From Around the O
As summer winds down, arts events at the University of Oregon are warming up.
Kicking off Latinx Heritage Month on Sept. 5 is Fiesta Cultural, Lane County’s largest annual celebration of Latinx arts and culture. Enjoy live music, dance performances, food trucks, kid’s activities and more in downtown Eugene on Sept. 5.
Be sure to also drop by the Jordan Schnitzer Museum of Art and take in the Latinx-focused art exhibition “Resistance as Power: A Curatorial Response to ‘Under the Feet of Jesus,’” opening Sept. 7.
All new and returning Ducks are invited to get acquainted with the student orientation staff Sept. 29 at the Global Scholars Hall for an as-yet-to-be-determined Movie on the Lawn event.
On view beginning Sept. 7 at the Museum of Natural and Cultural History is “Blake Little: Photographs from the Gay Rodeo,” a photography exhibit on the North America’s gay rodeo circuit between 1988 and 1992. Combining portraiture and rodeo action, the exhibit includes 41 black-and white photographs chronicling this LGBTQIA tradition while also exploring complex themes of identity and community in the West. While you’re there, be sure to check out all the resplendent exhibits and fun activities the museum has to offer.
“Resistance as Power: A Curatorial Response to ‘Under the Feet of Jesus,’” opening Sept. 7, is the museum’s fourth “Common Seeing” exhibition in conjunction with the UO’s 2019-20 Common Reading of “Under the Feet of Jesus,” a 1995 novel by Helena Maria Viramontes. The exhibition includes two special loans from the Smithsonian American Art Museum, including “Farm Workers’ Altar” by Emanuel Martinez and “Braceros” by Domingo Ulloa, which complement the themes in Viramontes’ novel and contemporary works.
Don’t miss “Art Heals: Reflections and Connections,” a special exhibition at at the art museum that features artwork made in the Alzheimer’s arts access program in collaboration with the Alzheimer’s Association Oregon and Southwest Washington chapter. The Reflections and Connections program offers free workshops to individuals living with early stages of Alzheimer’s disease and their care partners. Participants tour the museum galleries for inspiration and spend an hour in the museum’s studios creating their own art.
Artist Mohamed Murshed’s portraits of current UO students and alumni artists with their artwork is on display in the Adell McMillan Gallery in the Erb Memorial Union until Sept. 20, when Murshed, along with several of the artists depicted in his work, will return for a closing reception.
On exhibit at the Aperture Gallery in the EMU is “Border Lands 2019: A Sketchbook Journey” by Oregon artist Betty LaDuke. The sketches frame the experience of migrants, asylum seekers, individuals and families on both sides of the Arizona and Mexico borders who are desperately seeking the dream of safety and opportunity in the U.S. The exhibition continues through Sept. 11.

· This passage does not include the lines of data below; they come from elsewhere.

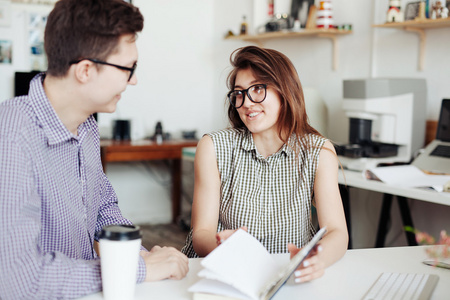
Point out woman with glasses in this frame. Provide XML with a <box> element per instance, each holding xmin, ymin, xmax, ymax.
<box><xmin>182</xmin><ymin>46</ymin><xmax>348</xmax><ymax>282</ymax></box>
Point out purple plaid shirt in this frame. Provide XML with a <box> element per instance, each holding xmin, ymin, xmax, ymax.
<box><xmin>0</xmin><ymin>74</ymin><xmax>146</xmax><ymax>300</ymax></box>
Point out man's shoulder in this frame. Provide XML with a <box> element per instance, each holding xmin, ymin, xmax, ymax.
<box><xmin>0</xmin><ymin>96</ymin><xmax>35</xmax><ymax>137</ymax></box>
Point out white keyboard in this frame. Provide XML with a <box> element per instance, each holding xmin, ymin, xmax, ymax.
<box><xmin>362</xmin><ymin>273</ymin><xmax>439</xmax><ymax>300</ymax></box>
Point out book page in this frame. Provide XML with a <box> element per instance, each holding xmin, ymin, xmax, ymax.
<box><xmin>198</xmin><ymin>229</ymin><xmax>280</xmax><ymax>299</ymax></box>
<box><xmin>366</xmin><ymin>165</ymin><xmax>450</xmax><ymax>192</ymax></box>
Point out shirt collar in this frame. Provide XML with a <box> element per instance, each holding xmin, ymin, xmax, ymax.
<box><xmin>241</xmin><ymin>130</ymin><xmax>295</xmax><ymax>156</ymax></box>
<box><xmin>28</xmin><ymin>73</ymin><xmax>92</xmax><ymax>145</ymax></box>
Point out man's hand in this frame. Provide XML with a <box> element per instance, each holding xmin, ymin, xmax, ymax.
<box><xmin>140</xmin><ymin>246</ymin><xmax>189</xmax><ymax>281</ymax></box>
<box><xmin>216</xmin><ymin>226</ymin><xmax>247</xmax><ymax>245</ymax></box>
<box><xmin>288</xmin><ymin>244</ymin><xmax>325</xmax><ymax>283</ymax></box>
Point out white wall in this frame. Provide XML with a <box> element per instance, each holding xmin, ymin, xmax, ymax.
<box><xmin>0</xmin><ymin>0</ymin><xmax>450</xmax><ymax>247</ymax></box>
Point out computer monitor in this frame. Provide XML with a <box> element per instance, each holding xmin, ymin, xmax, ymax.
<box><xmin>14</xmin><ymin>71</ymin><xmax>40</xmax><ymax>97</ymax></box>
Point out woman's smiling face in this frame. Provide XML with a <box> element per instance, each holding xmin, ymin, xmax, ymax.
<box><xmin>234</xmin><ymin>69</ymin><xmax>281</xmax><ymax>134</ymax></box>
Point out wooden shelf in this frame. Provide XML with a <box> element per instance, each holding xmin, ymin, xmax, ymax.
<box><xmin>372</xmin><ymin>18</ymin><xmax>450</xmax><ymax>71</ymax></box>
<box><xmin>372</xmin><ymin>18</ymin><xmax>450</xmax><ymax>29</ymax></box>
<box><xmin>226</xmin><ymin>28</ymin><xmax>352</xmax><ymax>70</ymax></box>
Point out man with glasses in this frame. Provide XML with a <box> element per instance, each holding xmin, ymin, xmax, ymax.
<box><xmin>0</xmin><ymin>0</ymin><xmax>188</xmax><ymax>300</ymax></box>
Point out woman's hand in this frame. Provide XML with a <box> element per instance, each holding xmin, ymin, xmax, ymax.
<box><xmin>216</xmin><ymin>226</ymin><xmax>248</xmax><ymax>245</ymax></box>
<box><xmin>288</xmin><ymin>244</ymin><xmax>325</xmax><ymax>283</ymax></box>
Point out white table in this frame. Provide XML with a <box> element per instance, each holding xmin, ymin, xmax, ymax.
<box><xmin>338</xmin><ymin>170</ymin><xmax>450</xmax><ymax>206</ymax></box>
<box><xmin>338</xmin><ymin>169</ymin><xmax>450</xmax><ymax>248</ymax></box>
<box><xmin>82</xmin><ymin>246</ymin><xmax>450</xmax><ymax>300</ymax></box>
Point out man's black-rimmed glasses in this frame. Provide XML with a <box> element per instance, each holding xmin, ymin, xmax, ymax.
<box><xmin>227</xmin><ymin>83</ymin><xmax>267</xmax><ymax>108</ymax></box>
<box><xmin>70</xmin><ymin>58</ymin><xmax>137</xmax><ymax>81</ymax></box>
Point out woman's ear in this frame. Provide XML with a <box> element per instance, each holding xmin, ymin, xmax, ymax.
<box><xmin>74</xmin><ymin>60</ymin><xmax>96</xmax><ymax>83</ymax></box>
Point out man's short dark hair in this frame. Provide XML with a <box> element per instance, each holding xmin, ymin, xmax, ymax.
<box><xmin>44</xmin><ymin>0</ymin><xmax>144</xmax><ymax>77</ymax></box>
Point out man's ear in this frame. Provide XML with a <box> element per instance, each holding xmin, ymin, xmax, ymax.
<box><xmin>74</xmin><ymin>60</ymin><xmax>95</xmax><ymax>83</ymax></box>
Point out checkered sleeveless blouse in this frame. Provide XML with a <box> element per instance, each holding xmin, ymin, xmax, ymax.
<box><xmin>181</xmin><ymin>129</ymin><xmax>325</xmax><ymax>257</ymax></box>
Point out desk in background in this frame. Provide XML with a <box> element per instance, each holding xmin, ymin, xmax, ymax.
<box><xmin>82</xmin><ymin>246</ymin><xmax>450</xmax><ymax>300</ymax></box>
<box><xmin>100</xmin><ymin>140</ymin><xmax>197</xmax><ymax>223</ymax></box>
<box><xmin>338</xmin><ymin>169</ymin><xmax>450</xmax><ymax>248</ymax></box>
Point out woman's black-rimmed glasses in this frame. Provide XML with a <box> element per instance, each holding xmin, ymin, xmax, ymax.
<box><xmin>227</xmin><ymin>83</ymin><xmax>267</xmax><ymax>108</ymax></box>
<box><xmin>70</xmin><ymin>58</ymin><xmax>137</xmax><ymax>81</ymax></box>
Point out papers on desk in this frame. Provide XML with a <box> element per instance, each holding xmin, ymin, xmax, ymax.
<box><xmin>188</xmin><ymin>227</ymin><xmax>326</xmax><ymax>300</ymax></box>
<box><xmin>364</xmin><ymin>165</ymin><xmax>450</xmax><ymax>192</ymax></box>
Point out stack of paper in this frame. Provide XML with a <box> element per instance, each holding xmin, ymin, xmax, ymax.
<box><xmin>365</xmin><ymin>165</ymin><xmax>450</xmax><ymax>192</ymax></box>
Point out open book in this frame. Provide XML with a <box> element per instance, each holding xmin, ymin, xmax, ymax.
<box><xmin>188</xmin><ymin>228</ymin><xmax>326</xmax><ymax>300</ymax></box>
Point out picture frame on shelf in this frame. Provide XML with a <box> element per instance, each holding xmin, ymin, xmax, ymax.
<box><xmin>405</xmin><ymin>1</ymin><xmax>421</xmax><ymax>21</ymax></box>
<box><xmin>291</xmin><ymin>0</ymin><xmax>314</xmax><ymax>28</ymax></box>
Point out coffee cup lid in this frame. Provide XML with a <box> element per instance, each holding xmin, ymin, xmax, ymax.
<box><xmin>99</xmin><ymin>225</ymin><xmax>142</xmax><ymax>241</ymax></box>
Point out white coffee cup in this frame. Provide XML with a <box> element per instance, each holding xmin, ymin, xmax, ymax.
<box><xmin>100</xmin><ymin>225</ymin><xmax>142</xmax><ymax>300</ymax></box>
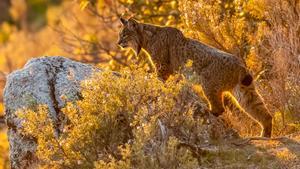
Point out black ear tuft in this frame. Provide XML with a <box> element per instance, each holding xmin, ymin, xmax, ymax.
<box><xmin>128</xmin><ymin>18</ymin><xmax>138</xmax><ymax>28</ymax></box>
<box><xmin>120</xmin><ymin>17</ymin><xmax>128</xmax><ymax>25</ymax></box>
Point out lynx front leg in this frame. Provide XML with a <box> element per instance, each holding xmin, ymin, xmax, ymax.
<box><xmin>233</xmin><ymin>84</ymin><xmax>272</xmax><ymax>137</ymax></box>
<box><xmin>204</xmin><ymin>88</ymin><xmax>225</xmax><ymax>117</ymax></box>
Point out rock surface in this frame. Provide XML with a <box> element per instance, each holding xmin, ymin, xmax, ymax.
<box><xmin>4</xmin><ymin>57</ymin><xmax>99</xmax><ymax>168</ymax></box>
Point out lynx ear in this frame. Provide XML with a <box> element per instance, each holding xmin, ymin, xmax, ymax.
<box><xmin>128</xmin><ymin>18</ymin><xmax>139</xmax><ymax>29</ymax></box>
<box><xmin>120</xmin><ymin>17</ymin><xmax>128</xmax><ymax>25</ymax></box>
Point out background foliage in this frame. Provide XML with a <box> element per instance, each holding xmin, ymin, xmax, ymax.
<box><xmin>0</xmin><ymin>0</ymin><xmax>300</xmax><ymax>166</ymax></box>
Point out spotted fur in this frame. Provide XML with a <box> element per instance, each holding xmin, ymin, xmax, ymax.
<box><xmin>118</xmin><ymin>18</ymin><xmax>272</xmax><ymax>137</ymax></box>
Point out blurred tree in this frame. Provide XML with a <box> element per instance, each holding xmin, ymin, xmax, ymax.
<box><xmin>180</xmin><ymin>0</ymin><xmax>267</xmax><ymax>66</ymax></box>
<box><xmin>0</xmin><ymin>0</ymin><xmax>10</xmax><ymax>24</ymax></box>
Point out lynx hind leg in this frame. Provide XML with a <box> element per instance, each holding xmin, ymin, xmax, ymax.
<box><xmin>204</xmin><ymin>89</ymin><xmax>225</xmax><ymax>117</ymax></box>
<box><xmin>233</xmin><ymin>84</ymin><xmax>272</xmax><ymax>137</ymax></box>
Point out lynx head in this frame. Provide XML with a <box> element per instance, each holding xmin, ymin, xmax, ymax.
<box><xmin>118</xmin><ymin>18</ymin><xmax>142</xmax><ymax>54</ymax></box>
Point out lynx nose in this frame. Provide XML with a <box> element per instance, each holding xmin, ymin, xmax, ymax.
<box><xmin>117</xmin><ymin>39</ymin><xmax>122</xmax><ymax>46</ymax></box>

Mark your calendars for more Latinx Heritage Month-related events taking place at the art museum this fall, including Madre’s Club, a community art club for Spanish-speaking mothers and their children who want to express their creativity and improve their art skills; a visit from Mexican photographer Fernando Soto Vidal, who will discuss his photographs of ofrendas colgantes — “Day of the Dead: Hanging Altars of Coatetelco and Other Expressions from Morelos” — from indigenous communities in Morelos, México, on Oct. 30; and a variety of activities surrounding the Dia de los Muertos/Day of the Dead celebrationin November.